Bongo.net Site Description
Mark Bondurant
September 14th, 2001
The Problem
As a software engineer, from my perspective, static web pages are not particularly useful nor are they really very interesting. Computers really show their power in the acquisition and persistence of information. With the ability to accumulate information, software gains the ability to grow beyond its original boundaries. Static web pages cannot do this. Without databases they become somewhat less interesting than comic books. This is not to say that comic books are bad, I like to read them myself. It’s just that I rarely read them more than once.

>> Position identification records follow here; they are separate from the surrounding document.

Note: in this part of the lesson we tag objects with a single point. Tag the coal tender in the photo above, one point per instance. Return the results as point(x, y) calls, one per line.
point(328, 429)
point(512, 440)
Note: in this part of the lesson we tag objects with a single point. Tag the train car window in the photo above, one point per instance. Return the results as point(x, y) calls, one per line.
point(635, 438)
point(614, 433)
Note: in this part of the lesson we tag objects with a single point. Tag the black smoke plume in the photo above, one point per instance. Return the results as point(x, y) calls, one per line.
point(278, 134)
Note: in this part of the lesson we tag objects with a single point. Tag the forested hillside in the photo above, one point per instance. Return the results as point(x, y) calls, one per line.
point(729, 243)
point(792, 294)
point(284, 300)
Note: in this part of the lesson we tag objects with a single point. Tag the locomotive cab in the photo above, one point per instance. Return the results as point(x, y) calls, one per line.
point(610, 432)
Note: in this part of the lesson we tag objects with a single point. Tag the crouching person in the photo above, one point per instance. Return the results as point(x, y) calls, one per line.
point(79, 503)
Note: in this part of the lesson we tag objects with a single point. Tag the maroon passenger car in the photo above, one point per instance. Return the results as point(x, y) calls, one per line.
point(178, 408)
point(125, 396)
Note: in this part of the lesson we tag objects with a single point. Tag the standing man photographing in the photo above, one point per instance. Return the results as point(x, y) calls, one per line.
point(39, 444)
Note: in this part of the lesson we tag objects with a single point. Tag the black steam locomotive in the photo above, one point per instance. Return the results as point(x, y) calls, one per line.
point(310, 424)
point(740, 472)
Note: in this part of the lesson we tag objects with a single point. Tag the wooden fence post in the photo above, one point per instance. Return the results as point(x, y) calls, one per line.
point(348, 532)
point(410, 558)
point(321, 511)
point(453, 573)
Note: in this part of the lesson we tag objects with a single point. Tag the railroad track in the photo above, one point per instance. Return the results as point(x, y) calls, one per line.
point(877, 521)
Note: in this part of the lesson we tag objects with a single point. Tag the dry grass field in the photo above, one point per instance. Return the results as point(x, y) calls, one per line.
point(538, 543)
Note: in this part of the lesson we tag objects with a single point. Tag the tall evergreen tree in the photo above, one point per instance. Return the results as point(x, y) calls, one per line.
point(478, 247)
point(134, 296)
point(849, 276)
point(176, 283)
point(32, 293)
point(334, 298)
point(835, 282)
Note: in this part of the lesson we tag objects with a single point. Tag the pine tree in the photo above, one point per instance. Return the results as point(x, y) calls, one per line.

There’s really very little that can be done with the usual five megabyte website that can be rented from your local ISP. Dynamic content is mostly limited to making widgets spin on the screen and data that can be stored in small flat files. A case in point is Pancet, a game located on this web site. In a way it has a database, but it persists only for the length of the player’s session. Then all that it has learned is lost when the player leaves. Wouldn’t it be more interesting if it remembered who you are, learned and grew with you each time you came back and played the game? It could grow more complex as your ability to play improved. Perhaps it could add different shapes instead of just balls or bowls with different attributes as the move tree grew beyond certain threshholds. At that point you move beyond the realm of simple situational decision-making and move into the land of training and learning.
Plainly, I want a web site with a database. Unfortunately there are a number of obstacles that have been placed in my way. When my family moved into our current neighborhood, our phone lines would not support DSL. That left cable modem services. We had two to choose from, both essentially identical. Both do not offer fixed IP addresses and both block port 80 to discourage web servers at home. A very frustrating situation that may have turned out be an advantage.
The Solution
Verizon was blocking web, ftp, and email services, but all other ports were wide open. We could run our web site from another port, but I needed a way to direct traffic there. Enter Earthlink.
In doing the research on Earthlink though, I discovered that they offered a fairly reasonable web site rate. For $15 per month, they would give me a 5 megabyte site, with ftp access (yuck) and host my domain name at no extra fee. They would even deal with the Internic for me! I also was allowed full access to Perl. This was perfect.
The next problem to surmount was the process of redirection. This would have been simple if we wanted to leave our servers on all the time, but we weren’t ready for this yet. The solution was to create a Perl script that checked to see if our web server was available. If it was it would redirect users there, otherwise users would see a reduced static version of the site that would be hosted by Earthlink in the five megabyte space that came with the account.
The next problem to surmount was the lack of fixed IP addresses from Verizon. We first considered scraping the web interface provided by our firewall to get the current IP address and then ftp’ing it over to the root site at Earthlink. But it turns out that the latency on IP address leases from Earthlink is 24 hours. Our firewall apparently answers whatever pinging their DHCP server does, so unless the power goes out for more than 24 hours, our IP address is ours. If we lose it for some reason, then our users will failover to the static site until we can reset the address.
So now we have a site were we can bring up any server we want to up, with whatever content we want to provide. We have complete control. Currently we have two, an NT box and a Linux box, which is plunty!